The results of experimental studies on hydrogen-enhanced conductivity at high temperatures provide reasonable explanation of some of the key geophysical observations (Fig. 10). However, this work is highly preliminary, and much more needs to be studied. They include the further characterization of hydrogen-assisted conductivity in olivine including the study on the sensitivity to water content and its extension to deep mantle minerals.

Recently, Sun et al. (2015) reported the experimental results on the H-D isotope diffusion in ringwoodite. Further studies on wadsleyite and comparison to electrical conductivity will be helpful in understanding the role of hydrogen in electrical conductivity.

Perhaps the largest remaining issue in hydrogen-assisted electrical conductivity is the role of this process in the lower mantle minerals. If one uses an analogy with ceramics, it may be expected that substantial amount of hydrogen can be dissolved in bridgmanite that might enhance electrical conductivity (Navrotsky 1999). However, the situation is not simple. Previous studies on hydrogen solubility in bridgmanite showed a broad range of results (e.g., Kaminsky 2018) that is partly caused by the presence or absence of hydrogen-rich inclusions. Also lower mantle minerals (bridgmanite and ferropericlase) contain much larger amount of ferric Fe and other point defects than in shallow mantle minerals such as olivine (e.g., Otsuka and Karato 2015). Consequently, it is not clear if hydrogen has a large effect on any defect-related properties.

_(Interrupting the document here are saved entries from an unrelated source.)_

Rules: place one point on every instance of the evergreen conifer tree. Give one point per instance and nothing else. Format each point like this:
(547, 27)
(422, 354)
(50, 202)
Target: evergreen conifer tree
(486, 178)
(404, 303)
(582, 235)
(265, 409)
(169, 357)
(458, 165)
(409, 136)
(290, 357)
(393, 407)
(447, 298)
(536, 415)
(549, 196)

Several studies have been conducted on the electrical conductivity in lower mantle minerals (Dobson et al. 1997; Katsura et al. 1998; Peyronneau and Poirier 1989). However, in none of the existing experimental studies, hydrogen content in the lower mantle samples was measured, and also in all of them, electrical conductivity was measured using DC technique. Some hydrogen might have been present in these samples, but when DC technique is used the influence of hydrogen cannot be determined because hydrogen should have lost from the electrodes. Determining the role of hydrogen in the lower mantle mineral is important to place constraint on the global water circulation (Karato 2011, 2015b).